A slight return of the old pain, at the usual time in the early morning, was welcome as a change. It dispelled the visions—and it was bearable because it did that.

My bad night made it late in the morning, before I could get to Mr. Franklin Blake. I found him stretched on the sofa, breakfasting on brandy and soda-water, and a dry biscuit.

"I am beginning, as well as you could possibly wish," he said. "A miserable, restless night; and a total failure of appetite this morning. Exactly what happened last year, when I gave up my cigars. The sooner I am ready for my second dose of laudanum, the better I shall be pleased."

"You shall have it on the earliest possible day," I answered. "In the meantime, we must be as careful of your health as we can. If we allow you to become exhausted, we shall fail in that way. You must get an appetite for your dinner. In other words, you must get a ride or a walk this morning, in the fresh air."

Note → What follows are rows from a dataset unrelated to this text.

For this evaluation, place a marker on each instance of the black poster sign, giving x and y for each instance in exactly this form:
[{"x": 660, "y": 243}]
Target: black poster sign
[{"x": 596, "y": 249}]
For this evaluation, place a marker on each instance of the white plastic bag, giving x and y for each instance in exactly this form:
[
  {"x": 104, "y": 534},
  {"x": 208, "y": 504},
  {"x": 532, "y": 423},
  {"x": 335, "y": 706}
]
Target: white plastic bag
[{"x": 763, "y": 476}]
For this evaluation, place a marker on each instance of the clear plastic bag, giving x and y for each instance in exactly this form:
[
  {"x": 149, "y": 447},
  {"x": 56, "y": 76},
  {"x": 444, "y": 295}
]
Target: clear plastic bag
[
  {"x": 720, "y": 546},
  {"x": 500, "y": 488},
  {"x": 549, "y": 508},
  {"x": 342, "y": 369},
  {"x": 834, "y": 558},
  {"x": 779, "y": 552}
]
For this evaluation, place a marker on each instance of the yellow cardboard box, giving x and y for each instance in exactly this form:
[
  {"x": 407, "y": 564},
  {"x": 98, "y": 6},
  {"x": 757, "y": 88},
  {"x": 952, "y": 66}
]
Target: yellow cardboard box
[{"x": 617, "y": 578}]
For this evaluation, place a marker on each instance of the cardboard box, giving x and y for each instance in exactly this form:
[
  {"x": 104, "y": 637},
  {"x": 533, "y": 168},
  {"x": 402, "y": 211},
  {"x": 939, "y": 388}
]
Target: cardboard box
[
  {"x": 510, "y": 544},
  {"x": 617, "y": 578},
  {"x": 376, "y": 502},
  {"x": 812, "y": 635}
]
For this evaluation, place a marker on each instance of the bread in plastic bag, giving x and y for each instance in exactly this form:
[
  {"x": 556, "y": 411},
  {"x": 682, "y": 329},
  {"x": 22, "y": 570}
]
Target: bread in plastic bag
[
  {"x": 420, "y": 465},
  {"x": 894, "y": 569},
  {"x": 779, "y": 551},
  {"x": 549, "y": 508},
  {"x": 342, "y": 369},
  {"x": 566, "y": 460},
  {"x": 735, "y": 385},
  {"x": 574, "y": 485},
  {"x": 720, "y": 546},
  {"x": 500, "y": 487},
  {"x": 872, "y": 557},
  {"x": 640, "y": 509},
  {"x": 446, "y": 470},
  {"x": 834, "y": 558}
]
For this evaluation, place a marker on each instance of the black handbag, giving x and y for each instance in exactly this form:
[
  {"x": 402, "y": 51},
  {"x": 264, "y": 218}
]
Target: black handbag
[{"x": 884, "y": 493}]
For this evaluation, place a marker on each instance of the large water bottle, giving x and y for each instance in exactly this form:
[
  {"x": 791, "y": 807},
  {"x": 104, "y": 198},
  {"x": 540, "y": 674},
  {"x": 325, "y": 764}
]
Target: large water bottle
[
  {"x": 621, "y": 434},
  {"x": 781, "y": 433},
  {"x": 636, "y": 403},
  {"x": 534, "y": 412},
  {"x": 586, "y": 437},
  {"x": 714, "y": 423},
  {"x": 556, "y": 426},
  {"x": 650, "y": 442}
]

"I will ride, if they can find me a horse here. By-the-bye, I wrote to Mr. Bruff, yesterday. Have you written to Miss Verinder?"

"Yes—by last night's post."

"Very good. We shall have some news worth hearing, to tell each other to-morrow. Don't go yet! I have a word to say to you. You appeared to think, yesterday, that our experiment with the opium was not likely to be viewed very favorably by some of my friends. You were quite right. I call old Gabriel Betteredge one of my friends; and you will be amused to hear that he protested strongly when I saw him yesterday. 'You have done a wonderful number of foolish things in the course of your life, Mr. Franklin, but this tops them all!' There is Betteredge's opinion! You will make allowance for his prejudices, I am sure, if you and he happen to meet?"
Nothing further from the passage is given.